Quello che so sulla sofferenza
Non lo so come ci si sente a essere intrappolati nel proprio corpo.
Non so se quanta frustrazione si prova o quante volte al giorno ci si chieda “che ci sto a fare qui, ormai?”.
Non lo so com’è quando casa tua ti sembra una prigione, quando non provi più piacere neanche nel sapore del cibo che ti arriva da un tubo. Non lo so.
Non so cosa significhi non poter più scrivere, parlare, farsi capire. Non so con quanta rabbia si deve convivere e soprattutto con quante domande.
“Non era meglio se fosse finita subito?”.
Non lo so. Io sono fortunata, per ora.
Quello che so perché l’ho visto e in parte vissuto è che quando raschiamo il fondo, che sia la nostra sofferenza o il dolore di qualche caro, è in quel momento che succede qualcosa di incredibile: solo le cose che contano davvero restano. L’amore quello vero, fatto di presenza, di pannoloni da cambiare, di momenti così bassi che solo l’amore può sopportare. Anche se il cuore fa male.
Resta quell’amore di cui racconta S. Paolo nel vangelo (e dico San Paolo perché no, non mi viene in mente qualche poesia o trattato di altro scrittore famoso che lo descriva così bene): quello silenzioso, fatto di servizio.
Quello che non chiede se non di vedere un sorriso almeno oggi, una parola in più, una giornata senza vomito.

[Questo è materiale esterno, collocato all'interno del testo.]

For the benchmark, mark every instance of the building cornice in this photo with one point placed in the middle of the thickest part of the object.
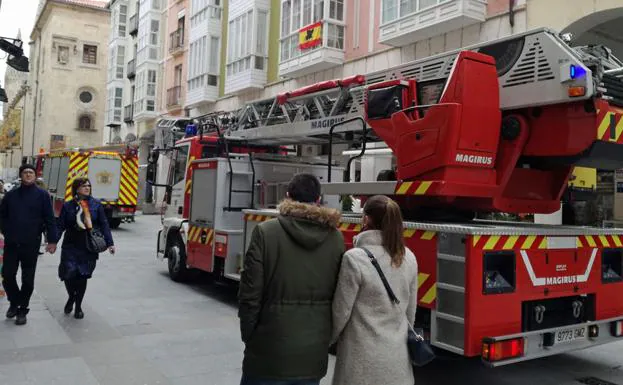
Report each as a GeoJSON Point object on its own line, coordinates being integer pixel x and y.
{"type": "Point", "coordinates": [42, 16]}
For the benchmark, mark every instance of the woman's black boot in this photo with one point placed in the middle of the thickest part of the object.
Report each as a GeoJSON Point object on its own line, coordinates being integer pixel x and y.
{"type": "Point", "coordinates": [81, 288]}
{"type": "Point", "coordinates": [71, 292]}
{"type": "Point", "coordinates": [69, 306]}
{"type": "Point", "coordinates": [78, 314]}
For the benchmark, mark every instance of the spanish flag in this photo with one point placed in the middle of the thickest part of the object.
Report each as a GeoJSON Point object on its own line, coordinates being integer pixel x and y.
{"type": "Point", "coordinates": [310, 36]}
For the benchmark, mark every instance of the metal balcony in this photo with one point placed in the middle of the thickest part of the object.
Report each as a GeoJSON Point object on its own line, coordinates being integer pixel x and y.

Quell’amore che vorrebbe dare anche quello che non ha e che comunque dà tutto.
Forse è azzardato dire che il dolore è una benedizione. Io che non lo vivo non posso permettermi di dire tanto.
Ma passiamo una vita intera a cercare le cose che contano: il tempo per gli affetti che non troviamo mai, l’essenza della vita che non ci soddisfa, per poi accorgerci, nel momento peggiore, che abbiamo tutto. Tutto il resto scompare, laggiù, in quel fondo buio, vediamo davvero.
Non lo so come si misura la qualità della vita, ma credo che l’amore che proviamo o che diamo nella nostra sofferenza o in quella di qualcun altro, sia la più alta qualità a cui si possa mai aspirare.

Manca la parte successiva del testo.